Matzneff n’ a jamais sa caché sa fascination pour Dostoïevski, plus précisément , hélas pour ses héros négatifs , et mêmes démoniaques, plus pour Svidrigäilov et Stavroguine ( qu’ il cite nommément) que pour Aliocha, le héros lumineux , même s’il sait évoquer admirablement les Pères de l’ Eglise . A-t-il compris que toute l’œuvre de Dostoïevski était secrètement d’exorciser notre part sombre, de dépasser notre incomplétude ?: » Ici commence une nouvelle histoire » l’épilogue de Crime et Châtiment.

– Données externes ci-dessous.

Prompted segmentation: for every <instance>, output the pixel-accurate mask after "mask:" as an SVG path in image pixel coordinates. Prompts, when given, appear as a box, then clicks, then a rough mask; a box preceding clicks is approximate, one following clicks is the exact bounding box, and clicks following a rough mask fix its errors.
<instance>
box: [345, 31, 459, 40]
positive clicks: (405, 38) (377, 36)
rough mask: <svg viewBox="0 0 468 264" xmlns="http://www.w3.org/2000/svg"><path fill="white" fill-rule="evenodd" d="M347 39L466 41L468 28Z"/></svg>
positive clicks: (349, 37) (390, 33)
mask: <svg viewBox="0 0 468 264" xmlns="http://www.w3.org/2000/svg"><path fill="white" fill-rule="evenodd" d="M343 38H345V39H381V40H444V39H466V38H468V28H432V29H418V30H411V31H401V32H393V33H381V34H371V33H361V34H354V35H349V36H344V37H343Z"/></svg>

Matzneff me fait penser à ces adolescents américains qui se croient Spiderman et sautent du cinquième étage d’un immeuble. N’a-t-il pas confondu la littérature avec sa vie ?. Adolescent, et c’est son charme, Matzneff l’est resté toute sa vie, comme ….ses « victimes « « Mais lui aussi s’est fracassé à terre.

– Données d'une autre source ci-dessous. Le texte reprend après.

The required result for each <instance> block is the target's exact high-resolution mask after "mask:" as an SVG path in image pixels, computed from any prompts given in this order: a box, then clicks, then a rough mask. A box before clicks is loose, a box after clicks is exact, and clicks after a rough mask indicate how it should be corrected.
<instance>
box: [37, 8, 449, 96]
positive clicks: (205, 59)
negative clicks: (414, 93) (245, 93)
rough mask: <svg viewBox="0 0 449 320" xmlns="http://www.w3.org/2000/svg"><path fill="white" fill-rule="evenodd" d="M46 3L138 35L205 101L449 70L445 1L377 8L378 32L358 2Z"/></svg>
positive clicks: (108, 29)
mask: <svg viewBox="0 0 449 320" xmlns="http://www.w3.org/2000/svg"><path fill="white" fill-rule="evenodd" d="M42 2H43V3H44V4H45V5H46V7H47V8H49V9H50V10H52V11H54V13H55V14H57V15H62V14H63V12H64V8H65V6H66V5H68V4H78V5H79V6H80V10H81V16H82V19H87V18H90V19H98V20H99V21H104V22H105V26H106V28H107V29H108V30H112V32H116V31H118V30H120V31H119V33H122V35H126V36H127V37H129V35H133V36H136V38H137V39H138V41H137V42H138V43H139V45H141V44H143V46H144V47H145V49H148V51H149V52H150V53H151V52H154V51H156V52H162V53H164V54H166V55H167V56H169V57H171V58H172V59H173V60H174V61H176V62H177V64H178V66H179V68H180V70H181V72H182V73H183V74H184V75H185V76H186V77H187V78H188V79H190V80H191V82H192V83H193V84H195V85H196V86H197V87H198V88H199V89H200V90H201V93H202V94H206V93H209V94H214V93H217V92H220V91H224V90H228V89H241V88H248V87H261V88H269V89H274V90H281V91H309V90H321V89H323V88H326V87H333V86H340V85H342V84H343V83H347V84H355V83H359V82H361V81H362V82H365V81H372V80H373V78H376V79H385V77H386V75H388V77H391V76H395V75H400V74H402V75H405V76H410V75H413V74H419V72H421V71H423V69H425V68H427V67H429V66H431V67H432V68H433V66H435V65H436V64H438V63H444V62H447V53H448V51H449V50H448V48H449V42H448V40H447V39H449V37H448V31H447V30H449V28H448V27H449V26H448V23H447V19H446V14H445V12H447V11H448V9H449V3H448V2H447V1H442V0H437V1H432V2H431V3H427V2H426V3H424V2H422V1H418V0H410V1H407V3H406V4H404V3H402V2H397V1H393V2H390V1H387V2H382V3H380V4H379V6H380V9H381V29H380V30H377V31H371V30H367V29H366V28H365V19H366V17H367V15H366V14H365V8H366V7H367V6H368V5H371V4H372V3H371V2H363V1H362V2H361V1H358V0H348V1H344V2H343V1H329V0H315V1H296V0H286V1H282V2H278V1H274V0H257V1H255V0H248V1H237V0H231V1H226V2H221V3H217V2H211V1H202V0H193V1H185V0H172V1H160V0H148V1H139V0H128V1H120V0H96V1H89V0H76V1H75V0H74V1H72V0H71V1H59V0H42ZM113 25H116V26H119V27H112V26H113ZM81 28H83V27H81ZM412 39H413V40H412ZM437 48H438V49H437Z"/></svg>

Patrice de Plunkett. .a raisons de souligner l’incohérence de la gauche désespérément morale ( surtout pour Billancourt !) dans sa volonté rageuse de déconstruction. . Elle aussi est restée au stade de l’adolescence, qui ne veut jamais mûrir et prendre ses responsabilités.
Je dois ajouter que la curée contre lui me gêne énormément pour de multiples raisons e t que sans rien justifier, j’aurais plutôt tendance à prier pour lui.
Bravo, Henri, pour ce deuxième message ; c’est exactement ce qu’il faut dire.
Quant à l’article de Plunkett, ce n’est pas d’hier qu’on le connaît brillant (mais j’ignorais qu’il avait un blog).